• Le nouveau monde

    Le 14 novembre 2012

    Sujet proposé :

    D'après le tableau de Tiepolo "Le Nouveau Monde", écrire un souvenir personnel que ce tableau vous inspire. Pas de commentaire du tableau, ni de récit inventé.

    Le nouveau monde

     

     

     

     

     

     

     

    Texte :

    Le 9 juin 1980, après dix sept ans de service, j’ai tourné le dos à la Marine Nationale pour entamer une deuxième carrière « dans le civil ». Je ne connaissais rien de ce nouveau monde qui s’ouvrait devant moi, ce qui peut paraître surprenant pour un homme dans la force de l’âge, mais qui s’explique facilement quand on sait que depuis l’âge de 10 ans j’ai été en pension, qui plus est dans une école militaire, déjà en uniforme, ne sortant que le dimanche pour la promenade dominicale au Château Gaillard, et tous les trois mois chez mes parents à des centaines de kilomètres de là.

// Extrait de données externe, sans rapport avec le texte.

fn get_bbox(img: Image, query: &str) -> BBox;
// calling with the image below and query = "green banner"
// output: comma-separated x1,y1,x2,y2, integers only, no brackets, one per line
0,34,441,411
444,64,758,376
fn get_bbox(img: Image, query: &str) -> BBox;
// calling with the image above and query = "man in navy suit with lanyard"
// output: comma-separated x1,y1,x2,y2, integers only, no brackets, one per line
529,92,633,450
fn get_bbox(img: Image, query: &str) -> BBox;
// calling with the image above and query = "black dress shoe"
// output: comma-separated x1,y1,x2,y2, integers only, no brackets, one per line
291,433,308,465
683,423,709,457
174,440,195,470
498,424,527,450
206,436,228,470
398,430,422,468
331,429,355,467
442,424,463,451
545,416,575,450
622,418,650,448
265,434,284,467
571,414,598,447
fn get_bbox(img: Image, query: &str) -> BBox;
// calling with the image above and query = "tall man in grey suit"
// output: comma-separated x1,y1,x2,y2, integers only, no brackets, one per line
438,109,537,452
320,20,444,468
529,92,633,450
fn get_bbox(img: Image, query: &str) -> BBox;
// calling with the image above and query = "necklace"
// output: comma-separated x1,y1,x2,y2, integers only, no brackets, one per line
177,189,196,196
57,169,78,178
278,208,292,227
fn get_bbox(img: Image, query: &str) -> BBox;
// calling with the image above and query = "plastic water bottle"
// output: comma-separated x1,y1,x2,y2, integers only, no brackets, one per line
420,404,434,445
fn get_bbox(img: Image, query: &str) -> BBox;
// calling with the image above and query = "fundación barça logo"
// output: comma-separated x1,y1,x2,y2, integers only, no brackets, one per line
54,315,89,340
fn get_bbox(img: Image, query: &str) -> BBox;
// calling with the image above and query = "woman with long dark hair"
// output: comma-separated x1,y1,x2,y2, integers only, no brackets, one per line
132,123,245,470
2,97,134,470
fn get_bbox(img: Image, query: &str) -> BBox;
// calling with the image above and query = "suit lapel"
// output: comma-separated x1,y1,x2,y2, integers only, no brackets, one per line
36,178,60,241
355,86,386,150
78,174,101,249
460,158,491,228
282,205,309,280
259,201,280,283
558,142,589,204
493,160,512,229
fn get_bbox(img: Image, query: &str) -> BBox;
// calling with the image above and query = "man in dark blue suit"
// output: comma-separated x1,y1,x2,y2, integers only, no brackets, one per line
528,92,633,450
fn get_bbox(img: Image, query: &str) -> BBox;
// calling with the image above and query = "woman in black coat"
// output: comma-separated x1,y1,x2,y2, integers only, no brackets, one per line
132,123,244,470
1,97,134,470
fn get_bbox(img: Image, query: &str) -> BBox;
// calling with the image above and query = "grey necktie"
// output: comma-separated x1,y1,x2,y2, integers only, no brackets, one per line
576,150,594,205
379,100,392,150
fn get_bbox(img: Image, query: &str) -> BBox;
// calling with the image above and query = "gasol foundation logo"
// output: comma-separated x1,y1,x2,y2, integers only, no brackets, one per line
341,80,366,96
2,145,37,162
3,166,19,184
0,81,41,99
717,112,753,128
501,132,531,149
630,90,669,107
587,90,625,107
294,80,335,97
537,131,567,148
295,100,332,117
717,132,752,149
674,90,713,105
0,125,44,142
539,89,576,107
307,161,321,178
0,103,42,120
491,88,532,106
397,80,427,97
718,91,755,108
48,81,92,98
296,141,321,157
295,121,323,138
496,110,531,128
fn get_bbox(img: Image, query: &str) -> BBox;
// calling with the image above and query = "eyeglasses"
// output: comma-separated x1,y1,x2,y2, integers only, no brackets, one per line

    Donc, en ce début de matinée du lundi 9 juin, frémissant d’impatience et nerveux de l’imminence de la découverte, je me suis présenté à 8h30 à Paris au numéro 35 de la rue Saint Dominique, pour prendre mon poste à la Délégation à la Recherche Scientifique et Technique, où j’avais été embauché comme chargé de mission pour les économies d’énergie. Pour la première fois, j’allais travailler habillé comme tout le monde, et j’éprouvais la sensation bizarre, sans mon uniforme, d’être toujours en vacances. J’avais d’ailleurs passé un certain temps à réfléchir à ma façon de me vêtir, et j’avais, les jours précédents, fait des emplettes avec l’aide précieuse et absolument nécessaire de mon épouse. En effet, quand on a passé plus de vingt cinq ans en tenue militaire, on ne se pose pas la question de l’harmonie des couleurs, de la forme des cols de chemise ou des tendances générales de la mode : la tenue c’est la tenue réglementaire, un point c’est tout.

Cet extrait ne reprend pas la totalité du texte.